Ne var ki, onun kurduğu bu hükümet etraflıca yapılan baskılar nedeniyle, çok geçmeden dağılıverdi...
Bunlar, Kerbela vakıasının ardından İslam camiasında meydana gelen ve toplum arasında tedirginliğe ve tehlikeye yol açan siyasi-içtimai en önemli kanlı hadiselerdir. İmam Seccad (a.s), bütün bu olaylar karşısında tarafsız kalmış, hükümet tarafından suizanna uğramamak için herhangi bir rengin, şiarın vede sancağın altında yer almaktan kaçınmıştır. Zira İmam Seccad (a.s), bu hareket ve ayaklanmaların bir taraftan teşkilatsız oluşu, diğer taraftan da Emevi hükümetinin sert ve kati baskıları nedeniyle yenilgiyle sonuçlanacağını çok iyi bilmekteydi.
Nitekim, Süleyman Hazai ve Muhtar Sekafi, stratejik mücadelenin belirlenişinin daha ilk başlarında ve yine, Emevi rejimiyle nasıl karşı karşıya gelmeleri gerektiği konusunda birbirleriyle ihtilaf etmişlerdi. Ayrıca, Abdullah b. Zübeyr ayaklanmasının beraberinde getirdiği tehlikeleri de bu kargaşalıklara eklemek gerekir. Zira Abdullah, hem Ehl-i Beyt (a.s) ile, hem de Emevi sarayıyla çekişme halindeydi.
İmam (a.s), bu tehlikeleri göz önünde bulundurarak, hükümetle çatışmakta olan gruplarla yapılacak her türlü iş birlikçiliğin veya aynı görüşçülüğün, Emevi hükümeti açısından Ehl-i Beyt (a.s)’ı katletmek için uygun bir bahane olduğunu bildiğinden dolayı, zahirde bu tür siyasi olaylara karışmamayı uygun gördü. Nitekim, Medine’de Zübeyr’in taraftarlarıyla aralarında ihtilaf çıktığında -ki o sıralarda Zübeyr’in güçleri Küfede Muhtarın hükümetini devirmeyi başarmış ve onu katletmişlerdi.- İmam (a.s) hükümet tarafından edilebilecek “Muhtarın tarafını tutuyor” şeklindeki suizannı ortadan kaldırmak için şehri terk etti. Bir müddet sonra, onun gerçekten de tarafsız olduğuna yakin eden şehir valisi, İmamı saygıyla geri getirtti.[1]

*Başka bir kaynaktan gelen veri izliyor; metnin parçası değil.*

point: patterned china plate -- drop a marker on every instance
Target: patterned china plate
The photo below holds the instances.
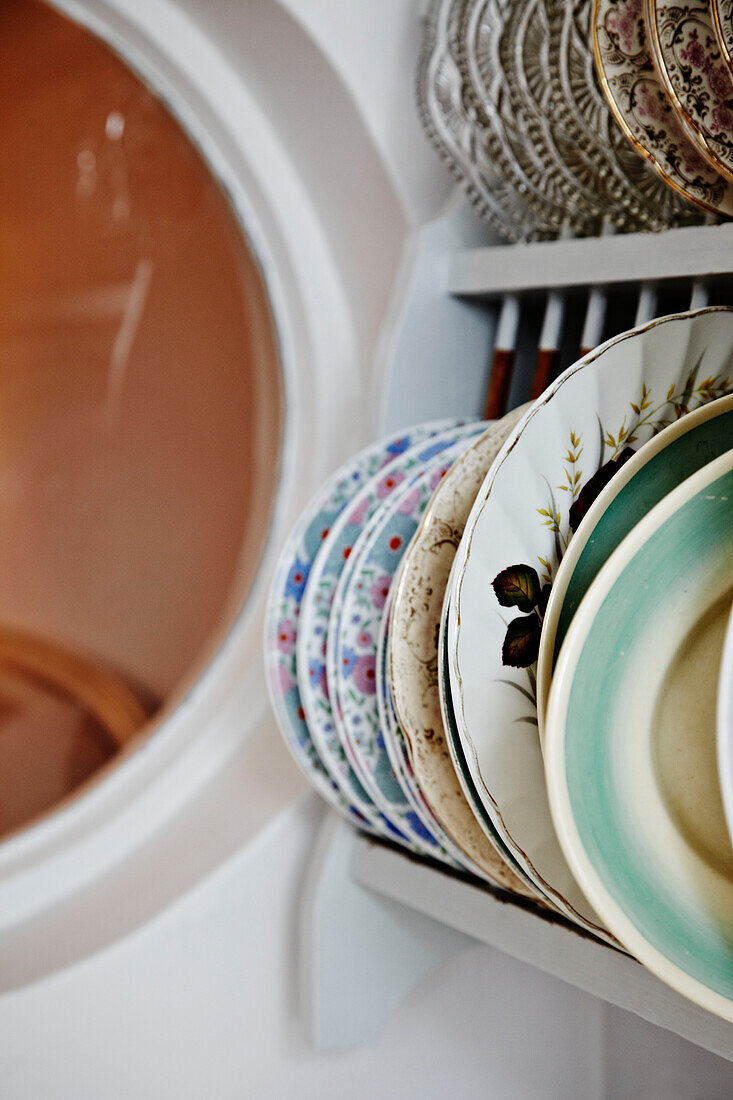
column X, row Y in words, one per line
column 696, row 75
column 657, row 468
column 549, row 470
column 483, row 55
column 723, row 18
column 451, row 127
column 394, row 741
column 643, row 109
column 326, row 569
column 419, row 589
column 458, row 757
column 352, row 652
column 356, row 618
column 285, row 601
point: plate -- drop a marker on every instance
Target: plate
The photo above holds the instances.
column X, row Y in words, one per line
column 394, row 740
column 643, row 109
column 696, row 75
column 450, row 124
column 285, row 600
column 356, row 623
column 328, row 564
column 631, row 740
column 615, row 397
column 579, row 108
column 418, row 594
column 657, row 468
column 485, row 59
column 725, row 726
column 460, row 765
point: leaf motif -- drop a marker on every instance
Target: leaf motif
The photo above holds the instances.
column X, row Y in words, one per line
column 517, row 586
column 522, row 641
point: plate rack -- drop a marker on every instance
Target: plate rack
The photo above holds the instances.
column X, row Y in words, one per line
column 375, row 917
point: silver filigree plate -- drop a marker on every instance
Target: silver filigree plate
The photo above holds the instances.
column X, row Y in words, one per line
column 643, row 109
column 579, row 109
column 696, row 75
column 482, row 56
column 452, row 129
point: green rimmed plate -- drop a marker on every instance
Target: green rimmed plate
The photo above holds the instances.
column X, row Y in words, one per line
column 631, row 740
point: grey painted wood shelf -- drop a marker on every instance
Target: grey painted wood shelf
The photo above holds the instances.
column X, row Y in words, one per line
column 528, row 933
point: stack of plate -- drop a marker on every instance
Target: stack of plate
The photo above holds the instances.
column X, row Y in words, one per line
column 582, row 114
column 499, row 645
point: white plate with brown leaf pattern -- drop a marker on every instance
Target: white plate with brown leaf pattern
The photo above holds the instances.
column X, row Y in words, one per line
column 553, row 465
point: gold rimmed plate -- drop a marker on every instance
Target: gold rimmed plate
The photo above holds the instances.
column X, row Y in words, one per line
column 641, row 105
column 696, row 75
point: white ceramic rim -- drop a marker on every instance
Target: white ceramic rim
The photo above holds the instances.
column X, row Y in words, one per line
column 724, row 725
column 72, row 845
column 602, row 901
column 588, row 525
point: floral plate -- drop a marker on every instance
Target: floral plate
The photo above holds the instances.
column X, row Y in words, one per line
column 554, row 463
column 418, row 594
column 317, row 603
column 286, row 595
column 353, row 637
column 643, row 109
column 696, row 75
column 352, row 633
column 452, row 127
column 723, row 17
column 657, row 468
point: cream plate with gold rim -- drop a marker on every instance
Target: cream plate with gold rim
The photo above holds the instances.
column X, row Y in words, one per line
column 631, row 740
column 619, row 396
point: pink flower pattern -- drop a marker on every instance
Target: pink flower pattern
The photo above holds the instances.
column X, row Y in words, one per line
column 364, row 673
column 380, row 590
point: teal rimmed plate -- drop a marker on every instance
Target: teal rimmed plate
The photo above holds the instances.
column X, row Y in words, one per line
column 630, row 743
column 658, row 466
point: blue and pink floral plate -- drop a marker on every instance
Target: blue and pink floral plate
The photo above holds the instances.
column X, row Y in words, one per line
column 551, row 468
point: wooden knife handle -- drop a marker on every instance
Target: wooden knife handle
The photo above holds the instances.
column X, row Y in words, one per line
column 499, row 383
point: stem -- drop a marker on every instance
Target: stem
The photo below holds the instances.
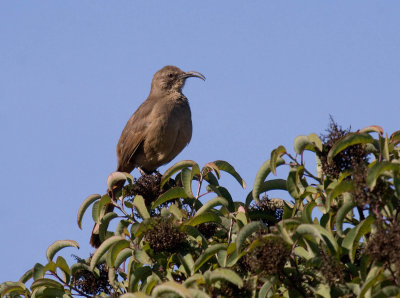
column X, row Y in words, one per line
column 230, row 231
column 309, row 174
column 69, row 286
column 198, row 193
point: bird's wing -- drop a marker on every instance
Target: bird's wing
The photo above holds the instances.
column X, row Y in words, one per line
column 133, row 136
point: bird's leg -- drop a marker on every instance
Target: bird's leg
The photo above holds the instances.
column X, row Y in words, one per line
column 142, row 172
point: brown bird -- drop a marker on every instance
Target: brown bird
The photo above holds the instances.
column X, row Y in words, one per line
column 159, row 129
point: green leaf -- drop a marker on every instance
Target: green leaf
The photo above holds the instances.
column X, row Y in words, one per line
column 174, row 209
column 246, row 231
column 58, row 245
column 307, row 212
column 78, row 267
column 140, row 205
column 187, row 178
column 310, row 142
column 275, row 154
column 208, row 254
column 319, row 232
column 378, row 169
column 170, row 194
column 372, row 128
column 202, row 218
column 175, row 168
column 45, row 291
column 115, row 178
column 385, row 151
column 347, row 206
column 187, row 263
column 273, row 184
column 122, row 256
column 343, row 187
column 116, row 250
column 347, row 141
column 9, row 287
column 227, row 167
column 142, row 257
column 104, row 247
column 212, row 203
column 351, row 241
column 395, row 138
column 105, row 220
column 316, row 141
column 135, row 295
column 371, row 280
column 173, row 288
column 38, row 271
column 262, row 174
column 223, row 192
column 222, row 274
column 265, row 289
column 47, row 282
column 300, row 143
column 86, row 203
column 27, row 276
column 62, row 264
column 294, row 186
column 213, row 166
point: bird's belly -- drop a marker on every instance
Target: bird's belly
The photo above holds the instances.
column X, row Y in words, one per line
column 169, row 139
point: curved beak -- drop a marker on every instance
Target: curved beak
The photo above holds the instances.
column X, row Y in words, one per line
column 195, row 74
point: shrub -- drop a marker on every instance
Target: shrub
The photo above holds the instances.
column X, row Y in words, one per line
column 168, row 243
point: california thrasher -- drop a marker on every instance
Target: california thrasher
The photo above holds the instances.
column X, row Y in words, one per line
column 159, row 129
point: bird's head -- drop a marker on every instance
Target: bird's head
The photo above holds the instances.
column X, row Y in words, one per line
column 172, row 79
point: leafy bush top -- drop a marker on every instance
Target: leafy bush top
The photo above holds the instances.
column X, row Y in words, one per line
column 167, row 243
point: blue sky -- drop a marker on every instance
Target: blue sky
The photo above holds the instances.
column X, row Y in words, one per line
column 73, row 72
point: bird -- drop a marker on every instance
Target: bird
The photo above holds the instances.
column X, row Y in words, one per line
column 159, row 129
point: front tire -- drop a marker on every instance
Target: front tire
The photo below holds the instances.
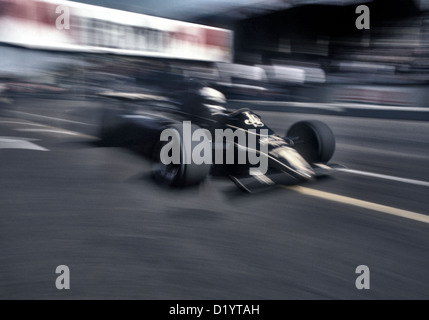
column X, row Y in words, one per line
column 314, row 140
column 185, row 173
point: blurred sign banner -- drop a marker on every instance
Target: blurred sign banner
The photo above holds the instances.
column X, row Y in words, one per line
column 34, row 24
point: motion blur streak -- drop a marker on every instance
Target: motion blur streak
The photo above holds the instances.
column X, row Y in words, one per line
column 386, row 177
column 361, row 204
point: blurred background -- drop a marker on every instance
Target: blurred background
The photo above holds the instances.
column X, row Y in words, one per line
column 66, row 201
column 309, row 51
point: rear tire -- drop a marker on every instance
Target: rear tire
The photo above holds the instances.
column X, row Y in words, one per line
column 181, row 174
column 314, row 140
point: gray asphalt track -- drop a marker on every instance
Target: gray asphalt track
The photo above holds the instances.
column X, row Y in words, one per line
column 97, row 211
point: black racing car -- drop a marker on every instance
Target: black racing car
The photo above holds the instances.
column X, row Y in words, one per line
column 302, row 155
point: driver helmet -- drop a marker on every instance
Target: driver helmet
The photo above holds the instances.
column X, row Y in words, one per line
column 213, row 100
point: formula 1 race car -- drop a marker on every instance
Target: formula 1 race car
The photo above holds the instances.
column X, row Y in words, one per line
column 195, row 136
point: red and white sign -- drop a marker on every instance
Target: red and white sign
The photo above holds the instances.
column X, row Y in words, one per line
column 33, row 24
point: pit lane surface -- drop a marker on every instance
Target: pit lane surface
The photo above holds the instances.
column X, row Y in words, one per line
column 66, row 202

Yine aynı şekilde Muhtar, kıyamını başlatmak için İmam (a.s)’dan görüşünü sorduğunda Hazret zahirde de olsa görüşünü belirtmekten kaçınmıştı. Nitekim bazı tarihçilerde bu olayı nakletmişlerdir.[2]
Böylece İmam (a.s), toplumun ahlakını, ruhuyesini, düşüncelerini yönlendirebilme becerilerini ve kültürlerini göz önünde bulundurarak İslamı, ilahi ve Ehl-i Beyt’in geride kalanlarını koruma hedefleri doğrultusunda lazım gelen en uygun ve en doğal yolu seçti. Bu yolu izlerken de, içtimai kargaşalıklar ve siyasi ayaklanmalar nedeniyle bir hayli başı karışan Emevi hükümetinin bu durumundan yararlandı.

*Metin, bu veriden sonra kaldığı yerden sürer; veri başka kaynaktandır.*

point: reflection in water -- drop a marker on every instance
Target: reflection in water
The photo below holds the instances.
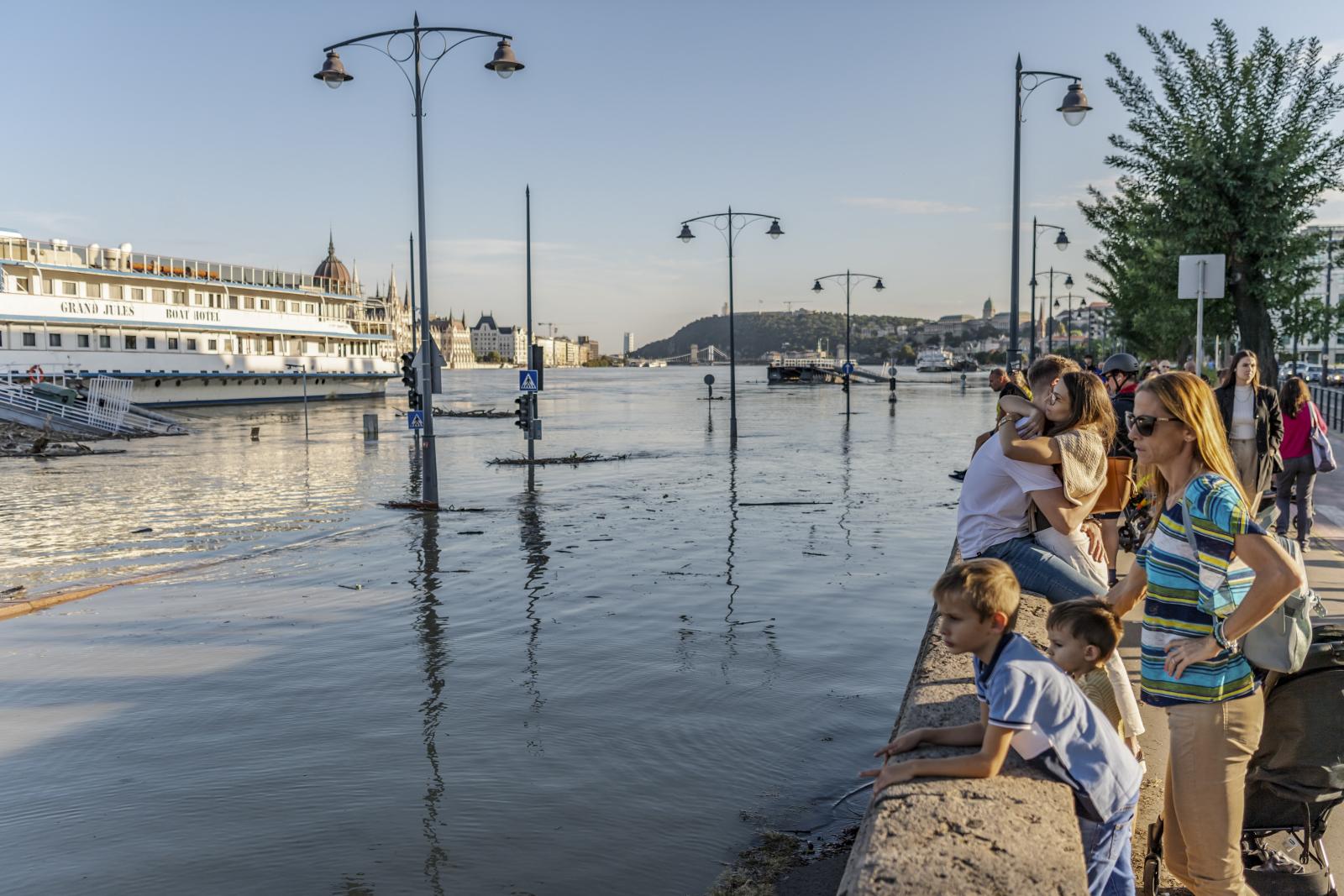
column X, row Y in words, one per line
column 534, row 550
column 432, row 633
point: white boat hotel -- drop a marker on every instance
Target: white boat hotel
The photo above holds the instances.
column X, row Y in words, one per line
column 190, row 332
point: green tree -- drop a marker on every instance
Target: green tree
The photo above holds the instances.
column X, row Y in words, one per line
column 1231, row 155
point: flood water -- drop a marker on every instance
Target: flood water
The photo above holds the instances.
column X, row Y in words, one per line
column 605, row 685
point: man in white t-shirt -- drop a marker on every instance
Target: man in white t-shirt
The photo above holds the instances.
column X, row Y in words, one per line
column 996, row 496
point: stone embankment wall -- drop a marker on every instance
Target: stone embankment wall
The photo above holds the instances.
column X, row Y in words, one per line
column 1015, row 833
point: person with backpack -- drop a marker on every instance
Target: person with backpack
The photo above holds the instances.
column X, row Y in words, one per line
column 1193, row 664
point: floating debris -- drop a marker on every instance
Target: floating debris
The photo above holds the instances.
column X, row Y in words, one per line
column 568, row 458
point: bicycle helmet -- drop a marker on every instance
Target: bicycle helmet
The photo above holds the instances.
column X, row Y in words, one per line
column 1120, row 363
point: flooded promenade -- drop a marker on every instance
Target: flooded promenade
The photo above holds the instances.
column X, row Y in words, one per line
column 606, row 685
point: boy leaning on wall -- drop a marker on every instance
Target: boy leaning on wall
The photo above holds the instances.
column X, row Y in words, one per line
column 1030, row 705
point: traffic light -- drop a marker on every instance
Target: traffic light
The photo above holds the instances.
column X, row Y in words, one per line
column 523, row 416
column 412, row 380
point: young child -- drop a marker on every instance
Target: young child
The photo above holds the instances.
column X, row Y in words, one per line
column 1030, row 705
column 1082, row 634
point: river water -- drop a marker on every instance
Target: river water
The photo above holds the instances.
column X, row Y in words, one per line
column 604, row 685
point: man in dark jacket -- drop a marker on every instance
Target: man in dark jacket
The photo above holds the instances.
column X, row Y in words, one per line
column 1120, row 374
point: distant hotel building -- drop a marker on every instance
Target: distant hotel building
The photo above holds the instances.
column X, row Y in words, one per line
column 510, row 343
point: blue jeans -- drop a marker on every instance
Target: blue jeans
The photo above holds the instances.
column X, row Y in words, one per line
column 1041, row 571
column 1106, row 852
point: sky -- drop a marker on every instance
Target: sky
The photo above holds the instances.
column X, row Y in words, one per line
column 879, row 132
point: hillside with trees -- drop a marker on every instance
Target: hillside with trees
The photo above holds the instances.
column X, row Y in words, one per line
column 759, row 333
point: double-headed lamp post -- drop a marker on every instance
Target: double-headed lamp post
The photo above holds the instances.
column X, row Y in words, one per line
column 848, row 278
column 730, row 223
column 1074, row 107
column 333, row 76
column 1061, row 244
column 1050, row 302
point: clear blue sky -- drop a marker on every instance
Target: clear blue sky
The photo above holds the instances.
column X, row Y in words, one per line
column 880, row 132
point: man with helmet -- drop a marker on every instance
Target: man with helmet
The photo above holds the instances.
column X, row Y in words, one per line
column 1120, row 374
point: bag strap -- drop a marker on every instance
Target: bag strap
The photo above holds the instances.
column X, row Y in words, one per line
column 1189, row 521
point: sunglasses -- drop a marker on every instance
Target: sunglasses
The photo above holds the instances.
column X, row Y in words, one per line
column 1146, row 423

Ancak, ortam uzun süre böyle kalmadı. Çok geçmeden Emevi hükümeti, Abdülmelik b. Mervan döneminde muhaliflerin ve itirazcı halkın onlara verdiği ağır zayiatlar karşısında zorda olsa belini doğrultmuş, yeniden saltanatı ele geçirmeyi başarmış. Abdullah b. Zübeyr’in çıkardığı ve dokuz yıl boyunca Hicaz yarımadasını etkisi altına alan fitne ateşini söndürebilmişti.[3]

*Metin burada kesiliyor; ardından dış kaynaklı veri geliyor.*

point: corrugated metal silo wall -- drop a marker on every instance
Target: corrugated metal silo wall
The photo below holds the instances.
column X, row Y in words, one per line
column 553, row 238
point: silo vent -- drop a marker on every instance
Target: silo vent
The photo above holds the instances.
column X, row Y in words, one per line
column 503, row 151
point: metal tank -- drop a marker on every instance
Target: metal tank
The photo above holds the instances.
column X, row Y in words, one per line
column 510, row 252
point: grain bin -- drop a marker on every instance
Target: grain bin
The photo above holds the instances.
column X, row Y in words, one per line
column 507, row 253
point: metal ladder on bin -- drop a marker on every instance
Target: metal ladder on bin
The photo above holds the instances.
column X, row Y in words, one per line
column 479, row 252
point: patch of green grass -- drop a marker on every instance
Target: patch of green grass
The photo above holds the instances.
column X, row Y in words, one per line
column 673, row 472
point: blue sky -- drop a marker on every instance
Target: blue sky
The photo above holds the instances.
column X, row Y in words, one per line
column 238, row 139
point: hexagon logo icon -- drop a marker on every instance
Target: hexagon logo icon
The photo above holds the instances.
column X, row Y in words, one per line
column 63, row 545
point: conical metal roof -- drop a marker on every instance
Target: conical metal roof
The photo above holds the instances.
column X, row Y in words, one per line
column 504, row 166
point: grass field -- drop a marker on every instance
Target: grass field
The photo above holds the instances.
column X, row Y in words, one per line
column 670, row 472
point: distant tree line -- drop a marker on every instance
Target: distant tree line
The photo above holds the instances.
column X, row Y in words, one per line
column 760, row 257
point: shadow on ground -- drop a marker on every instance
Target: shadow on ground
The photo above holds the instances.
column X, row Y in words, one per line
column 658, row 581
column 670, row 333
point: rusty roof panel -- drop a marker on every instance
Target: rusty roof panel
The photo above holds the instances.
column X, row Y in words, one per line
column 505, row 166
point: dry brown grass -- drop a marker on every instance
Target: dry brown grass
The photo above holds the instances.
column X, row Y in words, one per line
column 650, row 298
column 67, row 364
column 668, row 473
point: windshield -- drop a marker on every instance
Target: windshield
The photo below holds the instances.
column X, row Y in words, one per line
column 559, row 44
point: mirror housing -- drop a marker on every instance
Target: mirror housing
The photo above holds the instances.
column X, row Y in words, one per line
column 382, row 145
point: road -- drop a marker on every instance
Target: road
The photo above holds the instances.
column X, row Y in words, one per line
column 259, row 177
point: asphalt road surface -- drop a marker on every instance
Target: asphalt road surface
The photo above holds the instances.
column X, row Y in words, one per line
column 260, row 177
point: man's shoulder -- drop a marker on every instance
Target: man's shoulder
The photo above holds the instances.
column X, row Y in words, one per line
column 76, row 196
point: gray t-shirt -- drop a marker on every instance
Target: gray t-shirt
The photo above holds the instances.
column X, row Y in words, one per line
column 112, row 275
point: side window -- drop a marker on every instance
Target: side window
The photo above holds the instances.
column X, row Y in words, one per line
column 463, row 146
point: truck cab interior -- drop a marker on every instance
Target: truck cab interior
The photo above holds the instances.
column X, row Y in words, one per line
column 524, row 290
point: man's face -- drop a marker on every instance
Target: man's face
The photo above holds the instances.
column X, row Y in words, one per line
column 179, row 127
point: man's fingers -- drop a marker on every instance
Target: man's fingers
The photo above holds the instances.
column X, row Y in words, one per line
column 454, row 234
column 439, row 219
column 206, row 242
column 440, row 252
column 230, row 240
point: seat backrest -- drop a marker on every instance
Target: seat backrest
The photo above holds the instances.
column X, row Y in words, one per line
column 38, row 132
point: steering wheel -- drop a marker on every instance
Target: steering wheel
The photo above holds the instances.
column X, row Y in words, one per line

Şunu da açıklamak yerinde olacaktır ki, İmam (a.s)’ın görünüşte sessiz ve tarafsız kalması, Onunla Emevi hükümeti arasında bir uyuşma olduğu anlamına gelmemektedir. Aksine, onlar arasında “hak ve batıl güçleri” adı altında daima gizli bir düşmanlık mevcut idi. Üstelik Emevi hükümeti, İmam (a.s)’ın fiillerinden kesinlikle gafil kalmıyor, adeta bir zanlı gibi onu sürekli gözaltında tutuyordu.
--------------------------------------------------------------------------------
[1]- İrşad, Şeyh Mufid s. 242.
[2]- Muruc-uz Zeheb, Mesudi.
[3]- Tarih-i Şia, Muhammed Hüseyin Müzaffer, s. 34.